Blood type is identified by two major components—a letter (A, B, AB, or O) and the Rh factor. If your blood contains the Rh factor, you are Rh positive; if it lacks this factor, you are Rh negative. Therefore, if your blood type is AB and your are Rh-negative, you are said to have AB-negative blood.
If an Rh-negative person receives Rh Positive blood, she will become sensitized and her body will produce antibodies to attack the foreign red blood cells. This is significant in pregnancy for an Rh negative woman, because if her mate is Rh positive, the child can be Rh positive. During amniocentesis or the delivery of the placenta, it is possible for the baby’s blood to come in contact with the mother’s blood. If this happens, the mother’s body will produce antibodies against the Rh-positive cells.
These antibodies will attack the Rh-positive blood cells and cause them to die. This disease is called hemolytic disease of the newborn. Since the sensitization does not occur until after the birth, the first baby is not affected, unless the woman was previously sensitized and not treated. If a woman is not treated and becomes pregnant again with an Rh-positive baby, the antibodies will cross the placenta and kill the fetus’s red blood cells.
To prevent hemolytic disease of the newborn, RhoGAM, an Rh-immune globulin, is administered, after the birth of an Rh-positive infant, as well as after a miscarriage, an abortion, or amniocentesis. It is also given at 28 weeks of pregnancy. RhoGAM acts by suppressing the specific immune response of Rh-negative individuals to Rh-positive red blood cells. Since the woman does not produce antibodies, subsequent pregnancies will not be affected, and the woman can give birth to healthy newborns in the future. Hemolytic disease of the newborn is rare since the development of RhoGAM.
Group B Strep
Group B streptococcal (GBS) infection is found in the genital area of up to 30 percent of healthy women. Most infected pregnant women show no signs of illness, but are at increased risk for kidney infections premature rapture of the membrane, preterm labor, and stillbirth. The biggest danger is to infants who become infected during birth. While not all infants become ill, those rare infants who do contract the infection can suffer serious complications. The factors that increase the risk if complications are prematurity, fever during labor, high levels of bacteria, and prolonged rupture of the membranes prior to delivery.

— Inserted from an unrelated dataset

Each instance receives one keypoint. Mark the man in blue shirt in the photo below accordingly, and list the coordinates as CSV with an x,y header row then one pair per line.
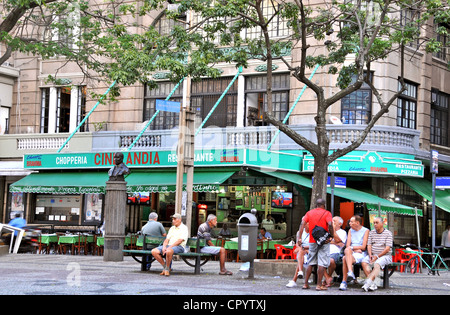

According to the Centers for Disease Control (CDC), a culture of the vaginal and rectal area to check for group B strep should be performed on all pregnant women at 35 to 37 weeks of pregnancy. Some facilities also perform a culture upon admission in labor. Women who tested positive during pregnancy with either the genital culture or urine culture, who previously had an infant with GBS, or who deliver before 37 weeks gestation should be treated during labor with antibiotics. Women who did not have a culture done or whose culture result is not known should be given antibiotics if they are less than 37 weeks pregnant, have had ruptured membranes for longer than 18 hours, or have a temperature of over 100.4°F (Fahrenheit). Treatment with antibiotics during labor has been shown to be highly effective in preventing complications in newborns if the antibiotics are administered 4 or more hours prior to delivery. If the infant is delivered less than 4 hours following the administration of antibiotics or shows signs of infection, a partial or full septic workup may be required. This may include blood tests, a spinal tap, chest X-rays, and/or intravenous administration of antibiotics. The CDC also recommends that all infant of treated mothers be observed for 48 hours after delivery.